Citation Edit

Movado Group, Inc. v. Matagorda Ventures, Inc., 2000 U.S. Dist. LEXIS 18196 (S.D.N.Y. Dec. 11, 2000).

Factual Background Edit

Plaintiff, a well-known watch manufacturer, sued defendants, operators of an online watch-retail store, alleging assorted trademark and unfair competition claims based on: (1) defendants' reselling of plaintiff's MOVADO and ESQ. watches with a nonfactory warranty, and (2) defendants' use of plaintiff's CONCORD mark on their website and associated metatags when defendants did not offer CONCORD watches.

Trial Court Proceedings Edit

On cross-motions for summary judgment, the court denied both motions on plaintiff's first claim, finding a genuine issue of fact of whether defendants' sales of MOVADO and ESQ. watches were "authorized" because defendants purchased the watches from authorized dealers that allegedly resold them with plaintiff's knowledge.

But the court granted plaintiff's motion for summary judgment on its second trademark claim regarding defendants' unauthorized use of its CONCORD mark. Defendants' listing of the CONCORD watches on its website as one of the watches available for sale, despite the fact that it did not sell those watches, was likened to the classic "bait and switch" scheme.

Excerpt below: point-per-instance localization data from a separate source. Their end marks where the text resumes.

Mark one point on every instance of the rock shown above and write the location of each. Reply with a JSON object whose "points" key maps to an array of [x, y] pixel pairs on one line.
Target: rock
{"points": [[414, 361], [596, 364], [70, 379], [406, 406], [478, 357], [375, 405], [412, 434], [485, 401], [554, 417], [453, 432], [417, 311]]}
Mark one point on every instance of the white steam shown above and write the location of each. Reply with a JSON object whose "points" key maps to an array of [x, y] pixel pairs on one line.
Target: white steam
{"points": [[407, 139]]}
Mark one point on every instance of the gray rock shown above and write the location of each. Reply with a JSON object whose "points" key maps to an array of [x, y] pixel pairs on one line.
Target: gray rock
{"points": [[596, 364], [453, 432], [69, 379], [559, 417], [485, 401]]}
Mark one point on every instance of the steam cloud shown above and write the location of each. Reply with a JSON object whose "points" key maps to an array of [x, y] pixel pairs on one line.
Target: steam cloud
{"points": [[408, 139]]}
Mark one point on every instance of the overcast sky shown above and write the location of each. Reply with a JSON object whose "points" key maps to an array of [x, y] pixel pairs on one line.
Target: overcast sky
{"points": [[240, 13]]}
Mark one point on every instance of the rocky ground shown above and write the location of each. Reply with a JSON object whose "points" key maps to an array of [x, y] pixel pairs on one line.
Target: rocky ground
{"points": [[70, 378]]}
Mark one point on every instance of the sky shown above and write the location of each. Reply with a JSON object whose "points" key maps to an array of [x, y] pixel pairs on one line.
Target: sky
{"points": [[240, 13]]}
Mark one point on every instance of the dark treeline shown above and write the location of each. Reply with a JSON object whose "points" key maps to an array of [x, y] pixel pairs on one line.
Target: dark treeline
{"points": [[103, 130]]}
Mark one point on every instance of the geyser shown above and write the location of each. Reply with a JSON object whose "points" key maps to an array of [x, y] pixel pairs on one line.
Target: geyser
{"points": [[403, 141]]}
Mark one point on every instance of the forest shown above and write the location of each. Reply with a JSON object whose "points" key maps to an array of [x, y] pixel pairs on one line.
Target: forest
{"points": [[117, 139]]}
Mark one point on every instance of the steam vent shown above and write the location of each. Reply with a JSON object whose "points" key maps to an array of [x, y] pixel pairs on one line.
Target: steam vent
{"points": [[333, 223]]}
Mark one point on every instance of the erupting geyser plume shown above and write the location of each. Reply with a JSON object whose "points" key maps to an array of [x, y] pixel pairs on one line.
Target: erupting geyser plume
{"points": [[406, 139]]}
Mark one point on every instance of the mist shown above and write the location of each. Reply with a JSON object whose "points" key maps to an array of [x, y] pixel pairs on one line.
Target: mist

Defendants advertised the CONCORD watches on its site, with the hope of attracting customers who would purchase other available watches.

The court denied summary judgment, however, on plaintiff’s claim concerning defendant's use of the CONCORD mark in metatags, because plaintiff failed to present evidence that the CONCORD name was actually used in metatags associated with the defendants' website.